What does this indicate?
- an area of radiolucency appears as a dark shadow in the upper orbit
- this is referred to as the “black eyebrow sign”
- it indicates air in the orbit and the presence of a fracture somewhere
- this is most commonly fracture of the roof of the frontal sinus, as fracture of the medial wall would cause air to be present more medially
What is shown in this image?
- there is a fluid level in the right maxillary sinus (compare to left)
- there is an area of radio-opacity below the right infra-orbital rim, suggesting blow-out fracture and prolapse of orbital contents
What are the 6 steps to interpreting facial X-rays (OM and OM 30)?
- check patient details and projection
- assess the technical adequacy of the film
- describe any obvious abnormalities in as much detail as possible:
- look for symmetry / asymmetry by comparing left / right sides
- if one fracture is seen, look very closely for others
- trace the specific “lines” along the facial bones to look for fractures
- identify and assess the sinuses
- they are air-filled so should be radiolucent
- opacity or fluid-level suggests bleeding, and hence, fracture
- look for signs of air in the orbit - “black eyebrow sign”
Why might a fluid level in the maxillary sinus not always be seen?
- presence of the fluid level depends on the injury, as well as when the patient presents
- if they present slightly later, the fluid level may not be seen
What terms are used to describe lesions within the orbit?
Extra-conal lesions:
- this is used to describe lesions occurring within the muscle cone
Intra-conal lesions:
- this is used to describe lesions occurring outside of the muscle cone
What is meant by a pre-septal and post-septal lesion in the orbit?
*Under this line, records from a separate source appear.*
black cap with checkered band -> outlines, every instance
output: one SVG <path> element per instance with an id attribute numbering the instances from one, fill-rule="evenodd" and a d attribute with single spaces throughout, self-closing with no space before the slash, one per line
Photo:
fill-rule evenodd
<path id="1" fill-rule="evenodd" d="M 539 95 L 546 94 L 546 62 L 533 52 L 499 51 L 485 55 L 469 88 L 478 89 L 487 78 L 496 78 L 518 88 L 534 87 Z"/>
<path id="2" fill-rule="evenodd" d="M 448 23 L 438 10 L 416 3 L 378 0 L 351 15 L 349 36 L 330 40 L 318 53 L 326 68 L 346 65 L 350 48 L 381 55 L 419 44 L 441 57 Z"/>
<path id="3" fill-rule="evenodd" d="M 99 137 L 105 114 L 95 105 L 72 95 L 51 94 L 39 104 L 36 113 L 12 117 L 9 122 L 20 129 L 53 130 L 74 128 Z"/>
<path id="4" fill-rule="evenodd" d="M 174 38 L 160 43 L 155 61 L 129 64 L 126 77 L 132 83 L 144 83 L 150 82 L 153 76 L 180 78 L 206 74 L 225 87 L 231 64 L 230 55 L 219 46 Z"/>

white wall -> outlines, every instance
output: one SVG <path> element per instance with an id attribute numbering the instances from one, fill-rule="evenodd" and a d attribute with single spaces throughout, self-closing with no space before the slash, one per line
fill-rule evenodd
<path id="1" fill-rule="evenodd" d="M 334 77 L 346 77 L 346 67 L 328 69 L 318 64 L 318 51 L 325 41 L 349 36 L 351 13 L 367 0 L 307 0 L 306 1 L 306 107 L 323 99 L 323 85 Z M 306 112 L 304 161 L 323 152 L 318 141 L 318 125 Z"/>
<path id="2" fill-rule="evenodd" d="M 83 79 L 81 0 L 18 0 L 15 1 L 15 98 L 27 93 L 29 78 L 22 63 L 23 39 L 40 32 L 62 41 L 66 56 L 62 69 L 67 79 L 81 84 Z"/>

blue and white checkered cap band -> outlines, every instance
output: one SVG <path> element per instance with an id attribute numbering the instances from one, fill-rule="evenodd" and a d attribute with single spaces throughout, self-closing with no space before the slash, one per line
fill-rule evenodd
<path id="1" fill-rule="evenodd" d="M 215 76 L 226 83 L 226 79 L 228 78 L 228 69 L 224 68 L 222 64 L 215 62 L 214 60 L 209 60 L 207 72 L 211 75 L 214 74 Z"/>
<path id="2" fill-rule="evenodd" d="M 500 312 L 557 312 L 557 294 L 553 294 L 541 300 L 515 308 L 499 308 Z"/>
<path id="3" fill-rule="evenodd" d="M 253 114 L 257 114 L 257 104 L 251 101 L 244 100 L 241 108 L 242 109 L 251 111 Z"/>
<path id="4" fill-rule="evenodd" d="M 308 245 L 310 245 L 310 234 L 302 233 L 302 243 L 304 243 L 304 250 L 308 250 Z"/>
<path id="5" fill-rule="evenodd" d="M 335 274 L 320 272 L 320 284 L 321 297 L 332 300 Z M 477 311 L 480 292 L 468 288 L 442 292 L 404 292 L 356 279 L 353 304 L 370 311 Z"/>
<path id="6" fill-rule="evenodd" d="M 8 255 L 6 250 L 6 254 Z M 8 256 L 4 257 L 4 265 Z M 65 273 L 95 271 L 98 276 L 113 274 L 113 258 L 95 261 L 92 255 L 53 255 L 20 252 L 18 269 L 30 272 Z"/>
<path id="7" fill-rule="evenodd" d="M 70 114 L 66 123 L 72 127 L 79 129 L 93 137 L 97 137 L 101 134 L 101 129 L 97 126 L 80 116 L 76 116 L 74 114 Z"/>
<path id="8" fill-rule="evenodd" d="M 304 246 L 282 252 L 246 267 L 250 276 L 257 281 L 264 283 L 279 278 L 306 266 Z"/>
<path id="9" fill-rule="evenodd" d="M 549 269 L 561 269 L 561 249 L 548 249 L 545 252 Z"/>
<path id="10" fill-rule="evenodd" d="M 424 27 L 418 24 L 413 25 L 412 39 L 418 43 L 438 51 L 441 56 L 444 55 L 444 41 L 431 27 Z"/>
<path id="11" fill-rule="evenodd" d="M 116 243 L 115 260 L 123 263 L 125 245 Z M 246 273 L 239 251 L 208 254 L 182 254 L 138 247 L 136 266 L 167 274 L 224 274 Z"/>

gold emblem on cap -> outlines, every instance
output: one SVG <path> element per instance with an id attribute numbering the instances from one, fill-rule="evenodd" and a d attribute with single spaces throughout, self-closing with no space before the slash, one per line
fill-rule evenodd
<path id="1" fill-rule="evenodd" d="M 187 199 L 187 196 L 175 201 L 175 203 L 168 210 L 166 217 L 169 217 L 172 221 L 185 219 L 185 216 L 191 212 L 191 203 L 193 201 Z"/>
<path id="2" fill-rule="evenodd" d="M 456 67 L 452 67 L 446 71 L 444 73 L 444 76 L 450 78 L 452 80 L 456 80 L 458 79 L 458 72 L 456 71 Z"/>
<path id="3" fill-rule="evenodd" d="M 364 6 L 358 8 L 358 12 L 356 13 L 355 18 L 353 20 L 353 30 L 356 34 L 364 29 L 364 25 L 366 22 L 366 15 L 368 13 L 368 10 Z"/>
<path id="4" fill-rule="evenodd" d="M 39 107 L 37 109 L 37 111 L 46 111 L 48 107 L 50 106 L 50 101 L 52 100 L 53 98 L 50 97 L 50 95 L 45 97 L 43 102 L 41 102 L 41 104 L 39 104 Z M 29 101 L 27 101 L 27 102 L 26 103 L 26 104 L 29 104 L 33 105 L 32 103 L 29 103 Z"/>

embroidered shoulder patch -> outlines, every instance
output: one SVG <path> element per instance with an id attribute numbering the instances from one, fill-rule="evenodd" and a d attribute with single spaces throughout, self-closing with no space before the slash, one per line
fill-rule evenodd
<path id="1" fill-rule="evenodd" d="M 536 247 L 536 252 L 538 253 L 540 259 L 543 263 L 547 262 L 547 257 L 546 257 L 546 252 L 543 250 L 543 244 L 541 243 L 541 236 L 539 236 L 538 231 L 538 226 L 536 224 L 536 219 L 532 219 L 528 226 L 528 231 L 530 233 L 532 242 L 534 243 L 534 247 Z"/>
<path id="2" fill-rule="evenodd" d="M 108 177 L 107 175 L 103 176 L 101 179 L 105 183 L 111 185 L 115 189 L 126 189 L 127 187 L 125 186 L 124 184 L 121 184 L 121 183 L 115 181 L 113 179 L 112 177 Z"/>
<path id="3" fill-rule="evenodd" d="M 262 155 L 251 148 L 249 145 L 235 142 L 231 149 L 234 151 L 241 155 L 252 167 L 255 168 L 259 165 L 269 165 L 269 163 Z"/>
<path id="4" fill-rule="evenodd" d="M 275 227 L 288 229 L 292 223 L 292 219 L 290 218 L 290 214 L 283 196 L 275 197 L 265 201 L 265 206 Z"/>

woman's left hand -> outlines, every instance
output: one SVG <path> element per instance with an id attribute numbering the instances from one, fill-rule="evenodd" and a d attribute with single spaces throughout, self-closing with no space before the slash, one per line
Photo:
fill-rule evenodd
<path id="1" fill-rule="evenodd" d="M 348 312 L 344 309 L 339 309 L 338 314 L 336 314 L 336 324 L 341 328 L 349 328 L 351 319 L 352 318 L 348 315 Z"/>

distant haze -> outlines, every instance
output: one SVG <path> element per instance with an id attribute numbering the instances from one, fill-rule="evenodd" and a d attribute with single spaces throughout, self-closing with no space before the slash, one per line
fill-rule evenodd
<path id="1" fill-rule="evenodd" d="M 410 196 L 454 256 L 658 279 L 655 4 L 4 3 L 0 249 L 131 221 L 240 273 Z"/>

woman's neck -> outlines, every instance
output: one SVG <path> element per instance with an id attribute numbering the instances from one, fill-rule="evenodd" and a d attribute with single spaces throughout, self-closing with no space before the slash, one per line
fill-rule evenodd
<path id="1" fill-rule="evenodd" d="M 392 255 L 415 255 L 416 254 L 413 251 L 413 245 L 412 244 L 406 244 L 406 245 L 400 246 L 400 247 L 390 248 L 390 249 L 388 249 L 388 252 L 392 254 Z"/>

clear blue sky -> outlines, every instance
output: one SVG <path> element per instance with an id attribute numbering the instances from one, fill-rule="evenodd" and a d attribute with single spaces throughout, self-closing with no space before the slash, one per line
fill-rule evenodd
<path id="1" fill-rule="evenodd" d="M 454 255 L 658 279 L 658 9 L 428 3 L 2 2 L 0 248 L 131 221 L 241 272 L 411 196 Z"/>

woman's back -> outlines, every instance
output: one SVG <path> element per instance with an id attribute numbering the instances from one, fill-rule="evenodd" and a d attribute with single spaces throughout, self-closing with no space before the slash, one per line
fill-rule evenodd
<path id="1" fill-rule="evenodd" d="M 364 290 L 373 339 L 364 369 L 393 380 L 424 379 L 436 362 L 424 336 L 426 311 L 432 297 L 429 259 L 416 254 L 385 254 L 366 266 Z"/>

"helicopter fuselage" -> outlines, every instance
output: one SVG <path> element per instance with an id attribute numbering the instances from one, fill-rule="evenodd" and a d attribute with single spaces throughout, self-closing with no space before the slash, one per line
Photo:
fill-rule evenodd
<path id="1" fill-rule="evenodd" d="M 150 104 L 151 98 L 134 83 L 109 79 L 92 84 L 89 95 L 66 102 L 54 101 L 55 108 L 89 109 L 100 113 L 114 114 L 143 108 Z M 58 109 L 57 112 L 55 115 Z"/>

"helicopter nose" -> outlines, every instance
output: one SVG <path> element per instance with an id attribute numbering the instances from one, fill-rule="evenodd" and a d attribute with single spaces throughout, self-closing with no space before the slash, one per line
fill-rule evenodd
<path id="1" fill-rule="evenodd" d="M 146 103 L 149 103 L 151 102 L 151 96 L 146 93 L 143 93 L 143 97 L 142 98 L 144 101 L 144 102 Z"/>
- the septum is a line that runs across the midline of the globe
- a post-septal lesion is more concerning
What is concerning in this image?
Why is immediate action required?
- there is a retrobulbar soft tissue lesion on the right side
- it is an extraconal lesion as it is occurring to the right of the lateral rectus
- the lesion appears quite dense so it is likely to be blood (retrobulbar haematoma)
- immediate action is required as the lesion is compressing the optic nerve
From what position are CT and MRI images viewed?
- axial CT and MRI images are viewed from a caudal position
- you are looking up from the feet towards the patient’s head
- this means that the patient’s left is your right as you look at the image
What is attenuation / density in CT?
What unit is used to measure attenuation / density?
- attenuation / density describes how bright or dark structures appear on CT
- high density tissues / regions appear bright
- low density tissues / regions are dark
- the Hounsfield unit (HU) is a “measure” of the densities of different tissues:
- air is -1000 HU (black)
- water is 0 HU (grey)
- bone is +1000 HU (white)
Why is CT able to produce more detailed images than X-ray?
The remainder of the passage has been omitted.